Complicating the matter, however, is that Avalos’s lawsuit is not the only action arising from this data breach. Within days of his filing, two parallel suits also name MSG as a defendant. Given the scale of the alleged breach, MSGE’s recent history of security incidents, and the unresolved biometric-privacy questions at the litigation’s core, this case is positioned to become a significant test of corporate liability for biometric data breaches. Its resolutions, whether through early dismissal on standing grounds, consolidated class settlement, or extended discovery into MSG’s security practices, will likely shape how venues nationwide approach facial-recognition deployment going forward.
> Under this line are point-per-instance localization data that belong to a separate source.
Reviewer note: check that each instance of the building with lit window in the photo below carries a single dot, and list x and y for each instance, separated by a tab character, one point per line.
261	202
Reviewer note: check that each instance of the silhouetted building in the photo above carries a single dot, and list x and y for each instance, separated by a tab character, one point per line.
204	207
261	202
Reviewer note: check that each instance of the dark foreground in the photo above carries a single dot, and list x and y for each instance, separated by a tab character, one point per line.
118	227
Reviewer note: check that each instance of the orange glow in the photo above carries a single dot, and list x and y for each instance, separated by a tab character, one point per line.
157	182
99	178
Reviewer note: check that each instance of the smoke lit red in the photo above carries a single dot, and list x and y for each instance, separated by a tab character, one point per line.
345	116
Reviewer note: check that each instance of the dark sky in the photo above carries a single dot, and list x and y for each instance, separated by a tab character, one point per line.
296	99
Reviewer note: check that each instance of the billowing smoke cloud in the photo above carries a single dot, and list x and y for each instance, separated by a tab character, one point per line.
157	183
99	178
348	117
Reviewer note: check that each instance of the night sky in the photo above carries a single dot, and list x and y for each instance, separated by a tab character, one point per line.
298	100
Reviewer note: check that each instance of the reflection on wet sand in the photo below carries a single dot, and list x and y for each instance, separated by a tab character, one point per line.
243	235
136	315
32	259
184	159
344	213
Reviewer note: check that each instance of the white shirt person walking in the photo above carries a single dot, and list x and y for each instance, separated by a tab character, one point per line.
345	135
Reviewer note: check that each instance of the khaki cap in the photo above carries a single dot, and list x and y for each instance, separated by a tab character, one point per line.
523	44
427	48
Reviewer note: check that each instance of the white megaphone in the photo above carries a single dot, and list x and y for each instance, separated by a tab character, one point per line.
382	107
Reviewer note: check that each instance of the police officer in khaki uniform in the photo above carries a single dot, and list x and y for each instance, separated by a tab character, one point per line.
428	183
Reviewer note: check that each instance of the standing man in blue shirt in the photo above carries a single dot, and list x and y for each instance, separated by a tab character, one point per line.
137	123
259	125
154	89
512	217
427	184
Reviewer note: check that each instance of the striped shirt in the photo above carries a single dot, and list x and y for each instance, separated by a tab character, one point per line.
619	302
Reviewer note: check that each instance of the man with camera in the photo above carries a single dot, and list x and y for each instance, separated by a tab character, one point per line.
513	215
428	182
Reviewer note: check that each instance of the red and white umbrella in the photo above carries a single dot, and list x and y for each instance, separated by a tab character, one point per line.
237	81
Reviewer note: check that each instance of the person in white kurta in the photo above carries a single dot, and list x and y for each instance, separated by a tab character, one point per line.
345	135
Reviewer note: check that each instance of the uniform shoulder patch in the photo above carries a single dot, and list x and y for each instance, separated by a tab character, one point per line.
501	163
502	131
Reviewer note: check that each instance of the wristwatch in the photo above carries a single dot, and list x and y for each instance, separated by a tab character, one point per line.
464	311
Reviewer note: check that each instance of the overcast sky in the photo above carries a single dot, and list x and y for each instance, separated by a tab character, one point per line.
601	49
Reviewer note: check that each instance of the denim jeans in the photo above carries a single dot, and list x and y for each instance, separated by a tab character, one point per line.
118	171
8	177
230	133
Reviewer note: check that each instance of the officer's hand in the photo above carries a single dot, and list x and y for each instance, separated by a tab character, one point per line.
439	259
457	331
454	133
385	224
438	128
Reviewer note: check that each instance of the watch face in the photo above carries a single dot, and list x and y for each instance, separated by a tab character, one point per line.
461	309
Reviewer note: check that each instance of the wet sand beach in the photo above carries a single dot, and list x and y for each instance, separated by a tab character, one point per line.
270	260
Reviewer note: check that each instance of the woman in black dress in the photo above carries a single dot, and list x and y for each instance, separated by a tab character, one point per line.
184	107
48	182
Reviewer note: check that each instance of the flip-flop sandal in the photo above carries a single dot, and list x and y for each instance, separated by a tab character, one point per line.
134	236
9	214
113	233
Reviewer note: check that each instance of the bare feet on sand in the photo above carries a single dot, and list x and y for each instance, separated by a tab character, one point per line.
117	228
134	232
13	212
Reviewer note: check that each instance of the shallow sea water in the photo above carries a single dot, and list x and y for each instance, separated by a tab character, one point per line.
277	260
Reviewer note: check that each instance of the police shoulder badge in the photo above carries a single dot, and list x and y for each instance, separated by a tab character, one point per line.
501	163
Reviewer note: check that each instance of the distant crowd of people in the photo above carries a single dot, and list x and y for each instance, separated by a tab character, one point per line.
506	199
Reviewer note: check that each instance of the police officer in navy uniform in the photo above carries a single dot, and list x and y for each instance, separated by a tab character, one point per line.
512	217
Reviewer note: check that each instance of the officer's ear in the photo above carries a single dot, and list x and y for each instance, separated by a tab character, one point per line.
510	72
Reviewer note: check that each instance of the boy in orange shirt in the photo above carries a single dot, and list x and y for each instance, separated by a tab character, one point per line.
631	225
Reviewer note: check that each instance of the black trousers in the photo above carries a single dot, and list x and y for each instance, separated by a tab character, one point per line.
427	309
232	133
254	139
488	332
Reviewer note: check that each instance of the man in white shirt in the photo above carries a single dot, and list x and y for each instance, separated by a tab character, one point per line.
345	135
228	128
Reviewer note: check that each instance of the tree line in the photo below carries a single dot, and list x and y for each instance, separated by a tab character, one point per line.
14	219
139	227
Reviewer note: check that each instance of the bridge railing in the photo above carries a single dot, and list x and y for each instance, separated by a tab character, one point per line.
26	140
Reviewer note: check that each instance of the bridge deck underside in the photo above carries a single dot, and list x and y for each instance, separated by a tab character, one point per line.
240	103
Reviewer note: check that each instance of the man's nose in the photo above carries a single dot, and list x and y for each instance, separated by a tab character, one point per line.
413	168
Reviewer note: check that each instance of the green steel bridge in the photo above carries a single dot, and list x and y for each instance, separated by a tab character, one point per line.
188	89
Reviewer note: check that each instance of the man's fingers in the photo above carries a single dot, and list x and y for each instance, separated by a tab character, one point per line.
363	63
It should be noted that sports facilities and venues are becoming higher-value cyber targets. In fact, Darktrace’s industry survey found 84% of sports-organization IT security professionals had experienced a cyber incident in the past year.[9] A ruling on whether biometric ‘threat assessment’ data triggers heightened duties of care could shape how every NBA/WNBA, NHL, and NFL venue using facial-recognition entry systems calibrates its retention and security practices going forward. All of which are a fitting irony for litigation that surfaced in the week the Knicks finally brought a championship home to the Garden.
[1] Carlos Avalos v Madison Square Garden Entertainment Corporation, Case 1:26-cv-05095 Document 1 Filed 06/16/26.
[2] ShinyHunters is believed to have been formed in about 2020 and has often engaged in cyber extortion. In May, the maker of Canvas, a software used by thousands of schools, said that it had reached a deal with the hackers to return stolen data and destroy any copies. The company did not say what it had given the hackers in exchange.
[3] Id. at page 1.
[4] Bobby Silverman and Noah Schactman, “Inside Madison Square Garden’s Surveillance Machine,” WIRED (ONLINE) (Apr. 23, 2026), at https://www.wired.com/video/watch/how-weexposed-the-shocking-secrets-of-madison-square-gardens-surveillance-machine-and-why-itmatters-to-everyone.
[5] Complaint at page 7.
[6] Article III, Section 2, Clause 1.
[7] TransUnion LLC v. Ramirez, 141 S. Ct. 2190 (2021).
[8] Clapper v. Amnesty International USA, 568 U.S. 398 (2013).